その表情をみたら、「こいつ、最初から全部これを狙ってやってたんじゃないか」疑らざるを得ない。実際、刑事も腑に落ちない表情をしている。まぁこの刑事も娘の学費払ってもらってるから、彼女に遺産相続してもらわないと困るんだよね。

いずれにせよ、誰が真犯人だろうと、セシリアが透明人間にみせかけてエイドリアンを殺害したことは、今となっては殺人の容疑を免れることはできないではないかというのがある。

だって、すでに透明になるスーツの存在は知られているんだから、エイドリアンを殺した以上、セシリアに容疑がかからざるをえないではないか。この点の説明がないので、セシリアの最後の行為の意味が、俺にはよくわからんのである。

ということで、真犯人が誰なのかを考えたら、さっぱりわけがわからなくなって、せっかく楽しく見られたのに、考えないほうがよかったなと思ってきたくらいだ(笑)。

突っ込みどころ

ということでこの辺で真犯人について考えるのは止めにしといて、冒頭に書いた、満載の突っ込みどころについて。まず、セシリアは最終的に犬のゼウスを連れ出すことに成功するわけだが、最初の時点から何とかしてやれよと思わなくもない。その後、最初の進入時も犬は連れて帰れるだろ。

あと、刑事の娘をなぐったことになってしまったシーン(そもそもこの殴られシーンでセシリアのせいになることの意味がよくわからんが)。なぜか刑事と娘が自分の家を出ていき、セシリアは彼の家で透明人間と対決することになるんだが、オイオイオイオイ。

と思いました。出てくべきなのはおまんだろ! 刑事も刑事で、なんでおまえが外に出ていくんだよ! しかもその後、あろうことか、透明人間の存在を知るために、人の家の床にコーヒーの粉をまき散らすとか、お前少しは遠慮しろよ。

遠慮しろと言えば、エイドリアンの家に戻ってスーツの存在を知り、それを隠すまでの一連のシーンがあるが、まずはあの時に犬を連れて行かないことの意味がわからないことは触れた。しかも、それだけではないのである、セシリアはまず、近所の通りがかりの人(?)に、この屋敷までかなり遠いといわれているのにつれていってもらっている。

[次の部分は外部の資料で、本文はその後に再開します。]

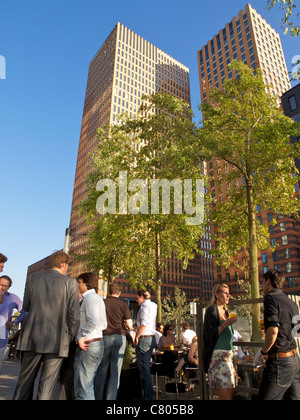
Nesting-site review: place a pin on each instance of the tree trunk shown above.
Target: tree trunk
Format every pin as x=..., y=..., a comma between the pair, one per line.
x=158, y=277
x=256, y=333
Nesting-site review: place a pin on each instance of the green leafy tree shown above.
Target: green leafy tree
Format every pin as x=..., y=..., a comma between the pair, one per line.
x=177, y=310
x=157, y=145
x=244, y=129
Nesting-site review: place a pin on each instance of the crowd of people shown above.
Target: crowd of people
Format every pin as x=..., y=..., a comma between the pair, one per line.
x=70, y=334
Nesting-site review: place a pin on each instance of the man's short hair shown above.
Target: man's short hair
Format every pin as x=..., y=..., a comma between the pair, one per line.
x=59, y=258
x=8, y=279
x=114, y=288
x=144, y=293
x=3, y=258
x=90, y=279
x=276, y=277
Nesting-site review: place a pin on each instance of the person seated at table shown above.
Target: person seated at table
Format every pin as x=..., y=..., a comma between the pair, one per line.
x=167, y=339
x=187, y=334
x=158, y=332
x=193, y=352
x=192, y=358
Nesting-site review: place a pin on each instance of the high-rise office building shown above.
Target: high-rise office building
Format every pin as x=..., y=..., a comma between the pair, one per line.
x=249, y=38
x=125, y=68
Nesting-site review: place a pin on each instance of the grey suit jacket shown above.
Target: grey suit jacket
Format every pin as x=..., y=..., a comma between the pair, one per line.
x=52, y=303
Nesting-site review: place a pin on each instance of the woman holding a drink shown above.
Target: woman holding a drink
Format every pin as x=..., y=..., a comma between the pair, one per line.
x=218, y=344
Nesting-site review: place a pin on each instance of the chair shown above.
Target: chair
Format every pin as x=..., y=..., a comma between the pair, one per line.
x=191, y=372
x=164, y=365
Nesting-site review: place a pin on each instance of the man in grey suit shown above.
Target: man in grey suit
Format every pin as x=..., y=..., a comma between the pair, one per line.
x=52, y=302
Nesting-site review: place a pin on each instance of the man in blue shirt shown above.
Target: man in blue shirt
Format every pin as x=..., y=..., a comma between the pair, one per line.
x=145, y=340
x=8, y=303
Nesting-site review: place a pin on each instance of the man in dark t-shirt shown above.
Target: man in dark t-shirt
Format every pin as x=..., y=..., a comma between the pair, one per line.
x=114, y=337
x=281, y=377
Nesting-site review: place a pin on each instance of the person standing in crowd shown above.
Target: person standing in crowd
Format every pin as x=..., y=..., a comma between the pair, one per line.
x=3, y=260
x=8, y=302
x=158, y=332
x=90, y=337
x=114, y=338
x=218, y=344
x=52, y=306
x=187, y=334
x=281, y=376
x=145, y=340
x=167, y=339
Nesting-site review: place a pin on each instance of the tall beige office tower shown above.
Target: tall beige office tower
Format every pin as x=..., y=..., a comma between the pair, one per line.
x=249, y=38
x=125, y=68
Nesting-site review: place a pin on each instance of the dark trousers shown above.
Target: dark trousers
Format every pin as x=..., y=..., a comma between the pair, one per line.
x=143, y=353
x=281, y=379
x=31, y=364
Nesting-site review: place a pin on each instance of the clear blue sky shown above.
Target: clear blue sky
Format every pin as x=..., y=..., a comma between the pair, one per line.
x=48, y=46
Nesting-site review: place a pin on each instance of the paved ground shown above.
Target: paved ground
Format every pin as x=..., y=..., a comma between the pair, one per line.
x=8, y=378
x=10, y=371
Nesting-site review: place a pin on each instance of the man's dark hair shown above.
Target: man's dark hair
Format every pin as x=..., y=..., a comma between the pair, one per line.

しかも、家についてからも、「2分かもしれないし、20分になるかもしれないけど、ここで待ってて」とか抜かすのである。何様なんだよ。従っちゃう奴もどういう意図なのか意味がわからんけど。

とか、いろいろ考えるとセシリアって非常に厚かましい自分本位の人間なんじゃないかと思わせられるのだ。であるから、彼女が一番腹黒い奴だったっていう解釈もなかなか捨てがたいなぁなんて感じてきて、俺にとっては結局、どっちもどっちのイカれた夫婦の話だったのかもしれんなぁなんて思うのである。

まぁともかく、話の展開を単純に追うだけでも楽しめるので、おすすめです。